The topic came up during a second-quarter earnings teleconference focusing on Prudential Financial Inc., Newark, N.J. (NYSE:PRU). Prudential reported $1.1 billion in total net income for the quarter on $11 billion in revenue, up from $163 million in net income on $6.9 billion in revenue for the second quarter of 2009.
During the call, a securities analyst asked Prudential executives for their thoughts about how the Dodd-Frank Act might affect Prudential’s hedging costs and variable annuities.
Mark Grier, executive vice president of financial management at Prudential, said uncertainty remains.
“While the passage and signing of the bill represented a climax to the whole process of fixing everything, there’s a lot of work to do in terms of interpretation, writing rules and implementation,” Grier said.
Grier said Dodd-Frank could cause have more than one type of effect on annuity operations.
“I would anticipate that the providers of the long dated equity-linked derivatives that we use in our annuity business may be required to hold more capital,” Grier said. “As a result of that, we may see a more expensive environment in which to use those derivative products. However, on the other side of it, the combination of clearing and possibly exchange rating with respect to a lot of other kinds of derivatives we use, particularly the more plain interest rate derivatives, may drive the cost of those derivatives down somewhat.”
Other insurers have started to talk about the possible effects of the Dodd-Frank derivatives provisions in their second-quarter 10-Q financial reports.
Hartford Financial Services Group Inc., Hartford (NYSE:HIG), says it believes the new derivatives clearing, margin and capitalization rules will increase the cost of its hedging program.
MetLife Inc., New York (NYSE:MET), says the new derivatives requirements could reduce its liquidity and increase the cost of the derivatives it uses to protect itself against the risk associated with annuity guarantees. If the new rules limit MetLife’s ability to customize derivatives, that could also cause problems, the company says.
During the earnings call, Prudential executives also talked about the rebound in the variable annuity (VA) market.
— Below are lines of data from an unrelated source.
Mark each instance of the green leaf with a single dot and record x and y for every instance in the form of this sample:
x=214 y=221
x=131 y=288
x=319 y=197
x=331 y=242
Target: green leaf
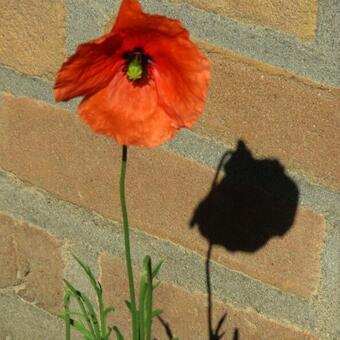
x=156 y=313
x=155 y=284
x=118 y=333
x=108 y=310
x=78 y=296
x=80 y=327
x=156 y=268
Prudential says its VA sales increased to $5.3 billion in the second quarter, up 57% from the total for the comparable quarter in 2009.
“It’s hard for us to predict where the momentum stops,” said Bernard Winograd, chief operating officer of Prudential’s U.S. operations. “
Prudential is not seeing competition for its Highest Daily strategy, Winograd said.
Some people may be working on products that would enable them to imitate or compete more directly with the HD format, but building the systems to support that approach will take a great deal of time and resources, Winograd said.
Much of the VA growth is coming from the opening of new distribution relationships that are selling more than existing distribution relationships, Winograd added.
“We haven’t annualized fully the impact on the business system of all that new distribution,” he said.
However, at some point, he said, “people will respond in ways that we won’t choose to or be able to compete with and the market share will level off. Where that is, is very hard for us to estimate.”
“Business is moving around, players have exited or reduced their level of aggressiveness in the market, and new players are entering,” Grier said. “So, part of this is that there is just a big shakeup, and I’m not sure how long this will continue.”